Quer durch Österreich bin ich in den letzten Wochen ein paar Mal gefahren - und ich hab eine interessante Tatsache festgestellt: Nein, es schaut nicht überall aus wie im August im Erstaufnahmezentrum Traiskirchen oder am Westbahnhof. Viel Gegend, wunderschöne, gepflegte Häuser, ein reiches schönes Land. Weil, wenn man so liest und hört, was an manchem Stammtisch und in manchem Forum an gehässigen Kommentaren abgegeben wird, könnte man ja glauben, jedes Stückerl Fläche wäre schon zugepflastert von jungen dunkelhaarigen Männern, die uns islamisieren und oder schänden, vergewaltigen und oder die Jobs wegnehmen wollen/werden. Und die können wir doch nicht alle nehmen.
Was normal ist:
Fremdes macht Angst. Unbekanntes macht Angst. Das Leid der Anderen macht bedrohliche Angst. Gut, wenn wir uns dieser Angst stellen. Wachsam. Den anderen anschauen, ok, Mensch, wer bist du, woher kommst du, weißt du wer ich bin, wirst du mit mir genau so achtsam und vorsichtig umgehen, wie ich mit dir? Dann lernt man den fremden, den unbekannten, den anderen kennen. Und die Angst wird kleiner. Mit der Angst vor dem Leid der Anderen ist es schwieriger. Das ist weniger offensichtlich. Die lächeln dann ja, sind ja freundlich, und dennoch spürt man das Leid dahinter, den Wahnsinn, den jemand erlebt, wenn er sein Haus unter Bombenhagel verliert, seine Kinder oder Freunde oder Frau oder Mann sterben hat sehen, im Meer versinken, an den Strand gespült. Der leichte Weg, vorerst, ist es, zu sagen: hat sie ja keiner eingeladen. Sollen sie doch bleiben, wo sie sind. Ihr Land verteidigen. Wir haben damit nichts zu schaffen......Sagt der Mund. Aber welche Seele hält das denn aus? Wie hart muss man sein Herz machen? Der nicht so leichte Weg ist helfen. Die haben weniger als ich (so wie der Augustin-Verkäufer, der seiner Stammkundin eine Decke für die armen Leut mitgibt) also helfe ich. Und merke womöglich: das tut mir gut. Es ist anstrengend, ein Chaos, Tränen des Leids, Tränen der Freude - aber es tut so gut. So gut, dann das eine Kind lächeln zu sehen, weil es endlich wieder was zu essen und zu trinken bekommt. So gut, das Danke der jungen Männer zu hören, in ihren Augen das Strahlen zu sehen, das Leben ausmacht: Ihr gebt mir meine Menschenwürde zurück, danke.

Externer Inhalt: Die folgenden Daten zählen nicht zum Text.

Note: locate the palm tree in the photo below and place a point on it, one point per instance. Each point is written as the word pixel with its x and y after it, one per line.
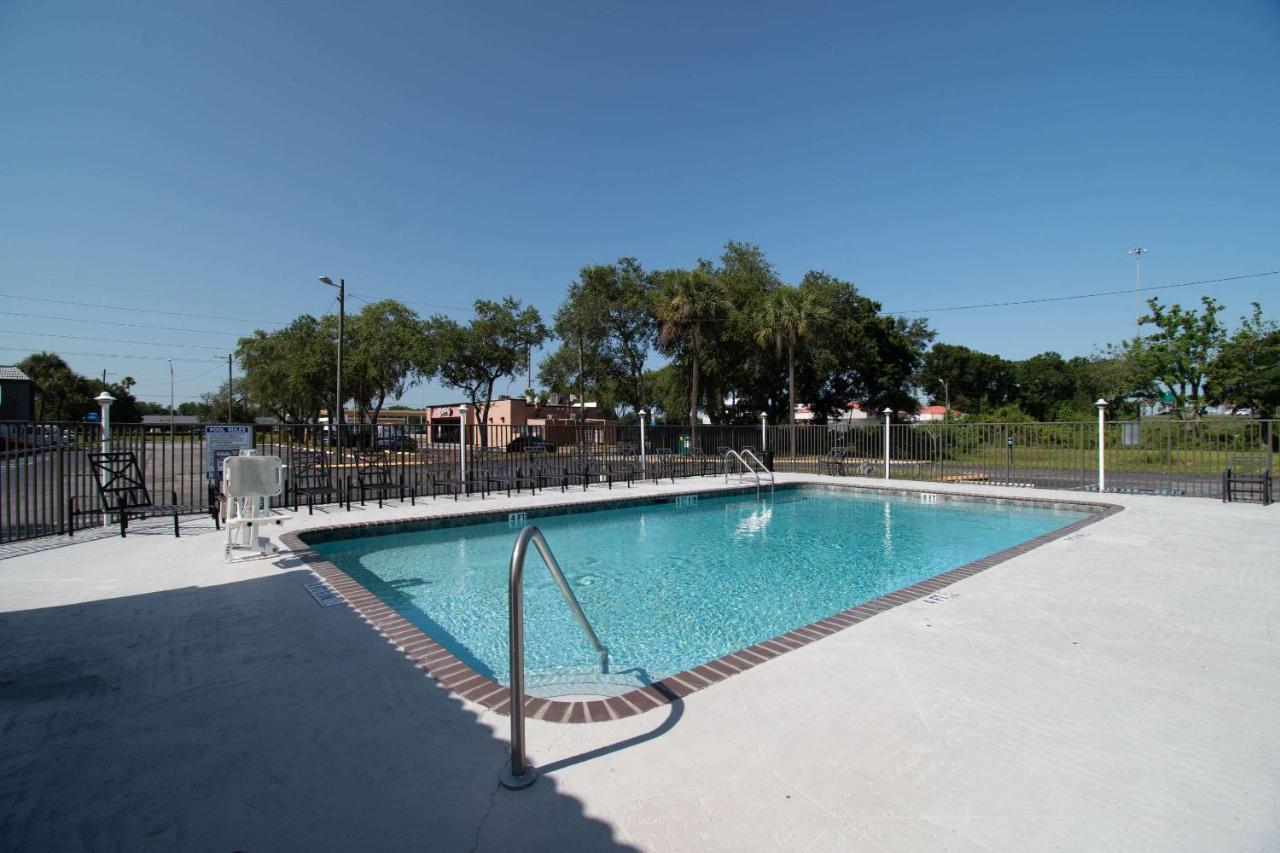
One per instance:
pixel 787 316
pixel 688 300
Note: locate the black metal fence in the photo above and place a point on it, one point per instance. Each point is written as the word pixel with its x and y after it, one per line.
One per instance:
pixel 44 465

Was mich wütend und traurig zugleich macht.
Dann gibt es Menschen, die diese Angst benutzen. Statt sich ihrer eigenenAngst vor dem Fremden zu stellen, sagen sie einfach: Die sind böse. Die müssen weg. Die nehmen uns alles, das uns zusteht.... - und keine Sekunde fragen sie: steht uns denn das zu? Warum steht uns den mehr zu als dem anderen, der alles verloren hat? Viele sind nur "Mitläufer", glücklich, endlich jemand gefunden zu haben, der "endlich die Wahrheit sagt". ohne zu hinterfragen, was denn Wahrheit ist. Denn Wahrheit ist: wir leiden mit, wenn wir Menschen leiden sehen. Tief im inneren wissen wir alle, dass jeder auf diesem Planeten zu unserer großen Familie gehört. Für den einzelen ist es halt so ein Gefühl der Machtlosigkeit. Ja was hätte ich den machen können? Die dort in Afrika, die hätten doch selber...und wir können doch nicht alle nehmen. Nein, eh nicht. Die wollen auch nicht alle "zu uns". Die wollten gerne zu Hause leben. Nur zu Hause sterben will keiner.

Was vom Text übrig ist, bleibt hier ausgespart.